Il avait abdiqué la vie, la perspective d’y rentrer soudain le décourageait comme une route poudreuse s’étendant à perte de vue sous un ciel implacable...

Non ! cent fois non... plutôt une mort héroïque qu’une vie sans dignité ! La Bien-aimée était généreuse, elle lui faisait le don royal de la vie. Il serait plus généreux qu’elle. La vie ! c’est lui qui la donnera pour elle. La félicité d’avoir été aimé d’elle ne sera pas trop chèrement payée par une brève heure d’agonie, et les dieux d’Éros et de Psyché devaient avoir des asiles de joie pour les victimes du mal d’aimer. Soudain, il rebroussa chemin, traversa l’arène et, devant la loge impériale, il éleva les mains et jeta dans le silence formidable ces deux mots d’adieu frémissant : « Vale carissima ! » et ses yeux, dardés sur elle, criaient : « Bénie soit la mort qui me délivre d’une vie que je devrais vivre sans toi ! »

Tout le peuple entendit ce cri, tout le peuple comprit que cet homme offrait sa vie en holocauste pour l’audace de son aveu d’amour et que, pour aimer une reine, il voulait mourir royalement.

Alors, entraîné par le fanatisme de sa passion, sans regarder derrière lui, il marcha, il s’élança vers la porte... de droite... y frappa, et attendit la mort... la tête dressée, les bras en croix, les yeux clos...

La herse s’abattit.

Une clameur surgit dans la formidable attente... Le cirque parut crouler dans une avalanche de cris.

Le sort avait parlé : Publius Clodius était jugé.

 

Il ouvrit les yeux, et eut cette vision presque irréelle : dans l’étroit couloir sombre une apparition blanche comme un cierge en ses longs voiles s’avançait lentement, lui portant des lys et des roses...

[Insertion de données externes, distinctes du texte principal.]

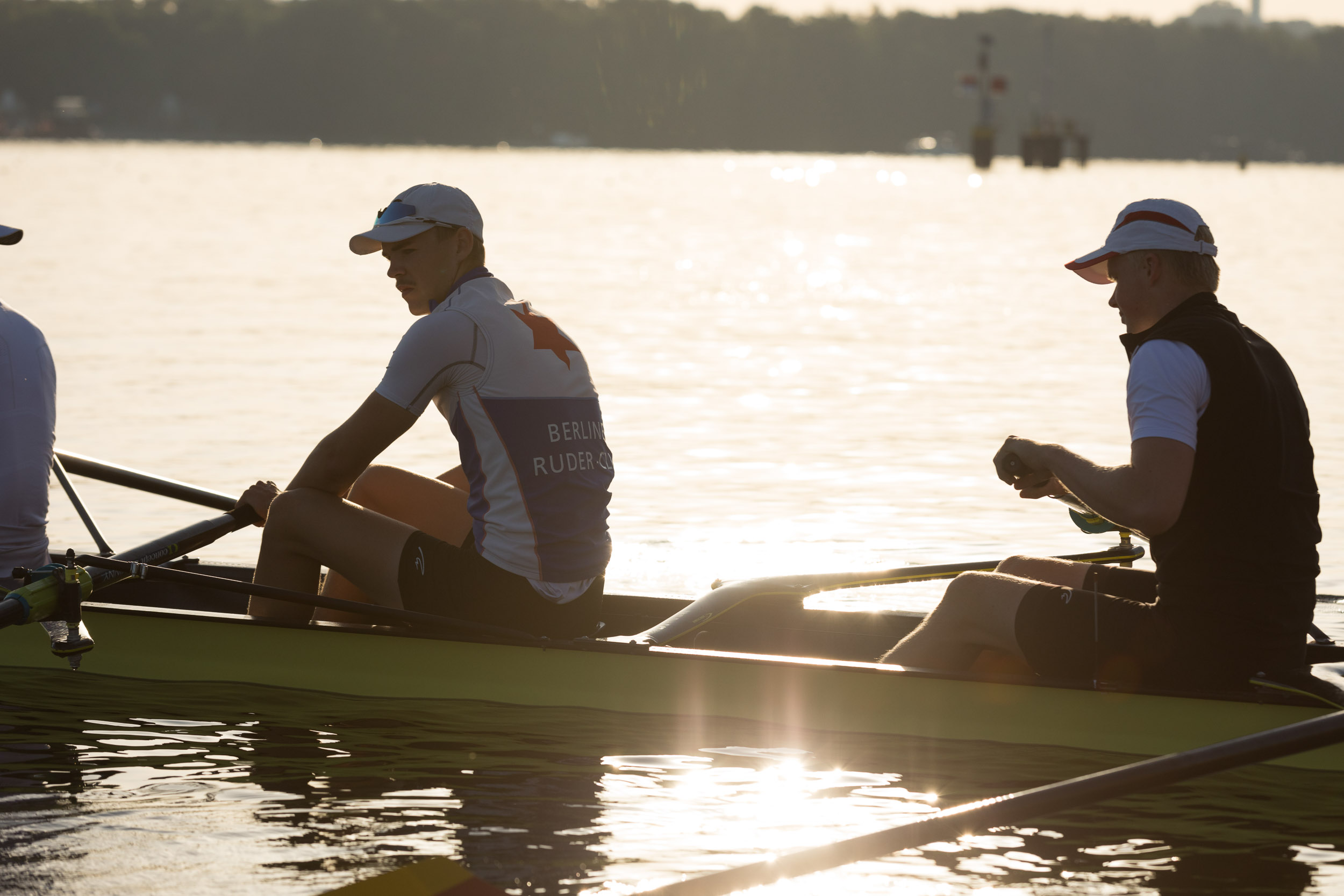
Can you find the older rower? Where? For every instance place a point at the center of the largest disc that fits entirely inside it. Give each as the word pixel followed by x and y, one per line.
pixel 1219 450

Il souffrit comme si l’un des fauves lui sautait à la gorge. Il regarda vers Julia Poppeïa... et ses yeux dessillés par l’affreuse trahison virent clair.

Et la mort descendit en lui, la mort de son grand amour. La petite tête fauve de l’impériale fille était blanche de rage déçue, il vit sa vénalité, son égoïsme féroce...

Dans la caverne de gauche les tigres trompés dans l’attente de leur proie, rugirent...

Publius vit Poppeïa telle qu’elle était : digne épouse d’un Tibère.

Et sa passion tomba ; il ensevelit le passé au glas ironique d’un second Vale carissima ! qu’il cria dans l’arène, en éclatant de rire...

La foule l’acclamait, versatile, indulgente à tous les vainqueurs.

Il se tourna lentement vers la vierge qui lui tendait les roses. Elle écarta son voile : elle était pure et belle comme la colombe d’un temple. Sur son front levé vers lui il vit monter une aube d’amour, et dans ses yeux d’enfant de Judée, contemporaine de Jésus, Publius Clodius vit luire un reflet de l’Étoile de Nazareth.

Il prit sa main, et marcha vers la vie nouvelle...

 

 

Isabelle KAISER.

 

Paru dans La Semaine littéraire le 25 mars 1899.